Fingertip injuries are expensive and stressful for patient families13 and often result in pain,1,6 difficulty performing daily tasks,1 and time lost at work or school.6 In some cases, fingertip injuries impact the patient’s body image,6 and patients and their families also experience anxiety or psychological trauma.1 In an era of focus on preventative care and conserving health care resources, we should consider increasing education and awareness.11 There is a strong need for prevention strategies around the most common fingertip injuries—crushed fingers among preschool children. In the absence of regulations for door safety measures, we can draw from examples used to keep doors from closing (eg, a stopper in the door hinge or at the bottom of the door; a plastic guard to cover the exposed hinge) or to limit the impact of a door closing on fingers (eg, a piece of rubber fitted over the hinge to make it “pinch-free”).7 Some of these strategies are already at work and have changed the pattern of injuries that are seen in the hand clinics. For example, some car doors have been changed to be lighter with electronic tracking rather than just a hinge, with slowing at closure and mechanical stops. Over time and as technologies advance, these types of innovations will hopefully decrease pediatric fingertip injuries. Last, parents need to be made aware of the causes of fingertip injuries at different ages, and educated on how to prevent them.7

Limitations

There are multiple limitations of this study, some of which have been outlined in the discussion already. Retrospective data are not as clean, and a prospective analysis of a large group of patients is likely to uncover many other nuances that cannot be construed from this study. There were incomplete data on some patients as noted in the results, and this may skew the results. In addition, financial data on charges that were submitted by the hospital are an underestimate of the charges incurred by these patients, as charges for consultations in the ED by specialists (ie, plastic or orthopedic surgeons) are not captured.

Conclusions

A large series of fingertip injuries in children is presented herein. The demographics and epidemiological data reflect and support previous, smaller studies. The distribution of injuries stratified by age group suggests that the most common preventable injuries are crush injuries in preschool children. Given the significant cost and health burden of these injuries, it is worthwhile to consider prevention strategies and educational measures to prevent them from occurring.

Footnotes

Ethical Approval: This study was approved by our institutional review board.

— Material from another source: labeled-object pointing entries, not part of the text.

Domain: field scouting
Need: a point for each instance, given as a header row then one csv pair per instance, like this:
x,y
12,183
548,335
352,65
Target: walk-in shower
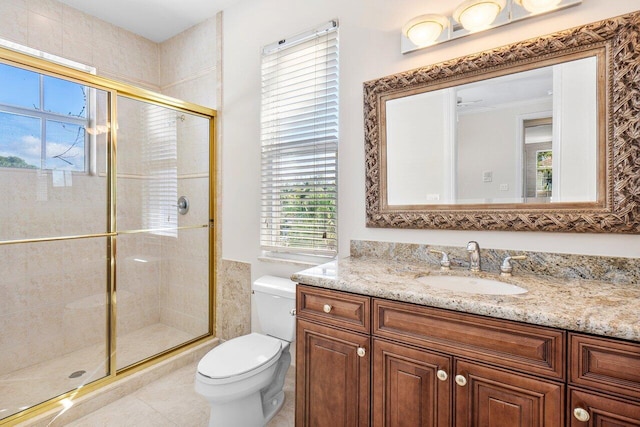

Statement of Human and Animal Rights: This article does not contain any studies with human or animal subjects.

Statement of Informed Consent: Data were reported in aggregate only, and this study was limited to the review of health information on patients, and was granted expedited review by the Institutional Review Board at Boston Children’s Hospital in Boston, Massachusetts, U.S.A. (IRB-P00000386).

Declaration of Conflicting Interests: The author(s) declared no potential conflicts of interest with respect to the research, authorship, and/or publication of this article.

Funding: The author(s) received no financial support for the research, authorship, and/or publication of this article.